All diese schwerwiegenden Vorwürfe und Anschuldigungen, obwohl durch keinerlei
Fakten bewiesen und fern jeglicher Realität, blieben (natürlich) unwidersprochen.
Der Autor einer von der sächsischen Landeszentrale für politische Bildung
Dresden herausgegeben Studie, der dieses Zitat entnommen war, hat nach
der Rede des Bundespräsidenten zugegeben, er habe für diese Angaben noch keine
ausreichenden Belege, eine weitere Forschung sei nötig.
Gleiche Frage wie oben, Herr Oberst!
Beispiele, die in ähnlicher Form bewusst, manchmal auch unbewusst an der historischen
Realität vorbeigehen, finden sich in ungezählten Veröffentlichungen, in Zeitschriften,
Zeitungen, in Filmbeiträgen und Dokumentationen.
Leider folgen auch sowohl wissenschaftliche Beiträge des MGFA, die DDR und
ihre bewaffneten Kräfte betreffend, als auch Urteile der vermeintlich unabhängigen
Justiz vorgegebenen politischen und ideologischen Delegitimierungsforderungen.

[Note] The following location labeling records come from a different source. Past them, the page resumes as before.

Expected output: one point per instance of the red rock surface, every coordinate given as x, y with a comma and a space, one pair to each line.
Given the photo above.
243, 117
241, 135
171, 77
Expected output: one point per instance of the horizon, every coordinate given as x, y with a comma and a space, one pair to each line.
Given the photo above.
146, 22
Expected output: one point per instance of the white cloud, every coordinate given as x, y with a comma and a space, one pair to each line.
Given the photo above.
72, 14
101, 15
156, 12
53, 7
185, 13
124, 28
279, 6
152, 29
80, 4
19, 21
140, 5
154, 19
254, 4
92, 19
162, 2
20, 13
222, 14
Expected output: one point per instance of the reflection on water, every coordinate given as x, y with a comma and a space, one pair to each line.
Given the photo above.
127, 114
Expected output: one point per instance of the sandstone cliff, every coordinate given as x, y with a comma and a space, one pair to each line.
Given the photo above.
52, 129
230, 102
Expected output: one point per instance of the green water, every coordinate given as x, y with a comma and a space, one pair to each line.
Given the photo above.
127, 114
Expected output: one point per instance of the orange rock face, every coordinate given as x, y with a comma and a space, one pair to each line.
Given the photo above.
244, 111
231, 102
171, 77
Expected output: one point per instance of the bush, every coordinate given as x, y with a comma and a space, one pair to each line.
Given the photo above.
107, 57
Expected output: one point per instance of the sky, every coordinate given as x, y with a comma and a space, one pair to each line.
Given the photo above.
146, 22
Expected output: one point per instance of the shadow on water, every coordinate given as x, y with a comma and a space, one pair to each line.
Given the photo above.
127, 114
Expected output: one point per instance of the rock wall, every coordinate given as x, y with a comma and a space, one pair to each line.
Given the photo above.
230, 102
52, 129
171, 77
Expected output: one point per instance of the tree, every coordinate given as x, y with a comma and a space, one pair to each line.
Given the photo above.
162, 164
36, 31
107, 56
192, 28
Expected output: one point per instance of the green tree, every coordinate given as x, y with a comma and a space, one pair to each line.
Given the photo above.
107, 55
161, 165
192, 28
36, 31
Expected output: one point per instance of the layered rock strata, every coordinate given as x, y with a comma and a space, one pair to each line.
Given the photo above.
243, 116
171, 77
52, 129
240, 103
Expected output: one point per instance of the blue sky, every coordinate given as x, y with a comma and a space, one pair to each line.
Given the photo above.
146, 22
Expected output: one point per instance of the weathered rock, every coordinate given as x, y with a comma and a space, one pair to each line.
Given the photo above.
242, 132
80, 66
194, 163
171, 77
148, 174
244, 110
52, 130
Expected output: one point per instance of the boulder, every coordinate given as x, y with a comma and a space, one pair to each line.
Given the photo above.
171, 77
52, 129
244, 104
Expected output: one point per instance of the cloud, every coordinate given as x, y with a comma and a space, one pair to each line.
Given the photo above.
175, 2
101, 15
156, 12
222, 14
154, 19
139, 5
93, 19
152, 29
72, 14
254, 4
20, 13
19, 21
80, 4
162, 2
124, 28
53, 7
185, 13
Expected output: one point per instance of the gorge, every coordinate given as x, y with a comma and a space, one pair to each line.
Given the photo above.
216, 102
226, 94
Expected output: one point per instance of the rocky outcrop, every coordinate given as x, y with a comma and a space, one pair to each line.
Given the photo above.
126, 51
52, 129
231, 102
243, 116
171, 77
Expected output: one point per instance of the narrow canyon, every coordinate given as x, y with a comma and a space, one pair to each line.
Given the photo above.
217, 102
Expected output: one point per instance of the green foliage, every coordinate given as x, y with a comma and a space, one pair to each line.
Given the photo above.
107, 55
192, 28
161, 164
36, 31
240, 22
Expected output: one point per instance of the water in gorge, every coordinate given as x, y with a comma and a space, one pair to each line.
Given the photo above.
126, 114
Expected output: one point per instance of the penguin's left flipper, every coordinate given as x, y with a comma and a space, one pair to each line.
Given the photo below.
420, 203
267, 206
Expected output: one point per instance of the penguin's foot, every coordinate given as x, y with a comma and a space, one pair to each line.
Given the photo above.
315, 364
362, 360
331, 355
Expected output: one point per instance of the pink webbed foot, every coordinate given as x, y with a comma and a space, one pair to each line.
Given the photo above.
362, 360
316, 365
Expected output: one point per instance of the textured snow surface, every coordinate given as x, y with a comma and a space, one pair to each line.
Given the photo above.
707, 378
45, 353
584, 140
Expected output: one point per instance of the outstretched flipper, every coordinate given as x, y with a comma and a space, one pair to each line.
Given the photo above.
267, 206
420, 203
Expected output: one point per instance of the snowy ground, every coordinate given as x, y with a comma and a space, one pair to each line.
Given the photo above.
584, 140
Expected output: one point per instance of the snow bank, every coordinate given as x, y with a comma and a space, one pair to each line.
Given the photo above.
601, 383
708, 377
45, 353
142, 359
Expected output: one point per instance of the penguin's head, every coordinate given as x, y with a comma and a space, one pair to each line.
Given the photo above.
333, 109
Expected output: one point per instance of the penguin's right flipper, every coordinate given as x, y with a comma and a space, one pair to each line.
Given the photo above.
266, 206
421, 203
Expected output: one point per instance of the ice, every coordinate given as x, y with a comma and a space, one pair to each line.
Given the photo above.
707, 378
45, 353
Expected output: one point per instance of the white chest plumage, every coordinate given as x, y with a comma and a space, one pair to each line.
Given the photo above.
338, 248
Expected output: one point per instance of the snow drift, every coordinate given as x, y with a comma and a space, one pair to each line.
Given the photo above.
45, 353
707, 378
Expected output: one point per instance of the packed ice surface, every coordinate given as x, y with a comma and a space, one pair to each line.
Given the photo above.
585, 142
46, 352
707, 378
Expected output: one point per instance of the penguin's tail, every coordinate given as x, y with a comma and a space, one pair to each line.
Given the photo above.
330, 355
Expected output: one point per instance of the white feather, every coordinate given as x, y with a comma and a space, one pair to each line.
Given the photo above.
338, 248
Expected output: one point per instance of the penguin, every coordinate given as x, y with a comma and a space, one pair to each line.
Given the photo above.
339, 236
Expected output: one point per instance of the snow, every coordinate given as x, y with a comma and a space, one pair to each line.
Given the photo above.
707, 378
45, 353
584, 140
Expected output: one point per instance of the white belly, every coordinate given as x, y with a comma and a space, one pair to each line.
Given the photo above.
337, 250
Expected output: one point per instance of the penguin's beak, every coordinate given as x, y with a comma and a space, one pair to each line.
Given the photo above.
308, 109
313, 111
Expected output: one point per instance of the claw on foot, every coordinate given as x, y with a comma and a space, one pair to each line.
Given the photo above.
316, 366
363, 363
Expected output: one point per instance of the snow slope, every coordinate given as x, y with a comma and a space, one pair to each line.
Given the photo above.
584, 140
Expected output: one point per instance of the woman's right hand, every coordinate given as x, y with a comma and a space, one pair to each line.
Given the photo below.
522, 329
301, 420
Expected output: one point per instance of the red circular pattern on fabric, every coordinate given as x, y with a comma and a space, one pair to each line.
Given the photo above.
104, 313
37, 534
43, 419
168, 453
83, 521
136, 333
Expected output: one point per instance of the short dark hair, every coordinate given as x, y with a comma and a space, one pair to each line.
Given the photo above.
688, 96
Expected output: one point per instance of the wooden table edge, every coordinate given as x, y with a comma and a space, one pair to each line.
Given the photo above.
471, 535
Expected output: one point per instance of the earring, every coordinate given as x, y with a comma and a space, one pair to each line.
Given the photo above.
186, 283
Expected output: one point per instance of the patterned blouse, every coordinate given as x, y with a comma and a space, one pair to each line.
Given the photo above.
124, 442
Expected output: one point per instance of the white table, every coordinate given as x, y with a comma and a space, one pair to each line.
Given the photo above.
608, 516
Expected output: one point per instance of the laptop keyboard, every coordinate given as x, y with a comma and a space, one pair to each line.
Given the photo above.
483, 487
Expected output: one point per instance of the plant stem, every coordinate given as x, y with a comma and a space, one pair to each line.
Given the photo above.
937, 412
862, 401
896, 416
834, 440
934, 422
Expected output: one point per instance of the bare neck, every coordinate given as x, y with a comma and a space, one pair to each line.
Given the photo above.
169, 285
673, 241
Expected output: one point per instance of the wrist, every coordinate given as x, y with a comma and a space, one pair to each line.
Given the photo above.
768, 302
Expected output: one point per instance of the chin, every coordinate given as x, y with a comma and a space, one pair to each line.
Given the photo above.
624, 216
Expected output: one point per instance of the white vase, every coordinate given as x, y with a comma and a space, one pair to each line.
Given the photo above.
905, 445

All das, Herr Oberst, bewegt uns, die Ehemaligen der Nationalen Volksarmee.
All das führt viele, die noch Mitglied des DBwV sind, zu der bereits oben
erwähnten Frage: Vertritt der Verband tatsächlich noch unsere Interessen?
Ich weiß, und wir alle wissen sehr wohl, dass wir, die Ehemaligen der NVA
der DDR, eine kleine Minderheit im DBwV darstellen. Aber auch Minderheiten,
Randgruppen, verdienen berechtigte Aufmerksamkeit. Und eine solche angemessene
Aufmerksamkeit würde die Glaubwürdigkeit des Verbandes spürbar erhöhen, das
ist meine feste Überzeugung.
Deshalb, Herr Oberst Kirsch, Herr Bundesvorsitzender, haben Sie Mut und bekennen
Sie sich deutlich auch zu den ehemaligen Soldaten der NVA, die als deutsche
Soldaten ihren Teil zur Erhaltung des Friedens in der Welt beigetragen haben
und die keinen Krieg geführt haben.
Wer, wenn nicht der DBwV sollte es sonst tun, wer sollte sonst die Interessen
unserer ehemaligen Soldaten in Politik und Öffentlichkeit vertreten?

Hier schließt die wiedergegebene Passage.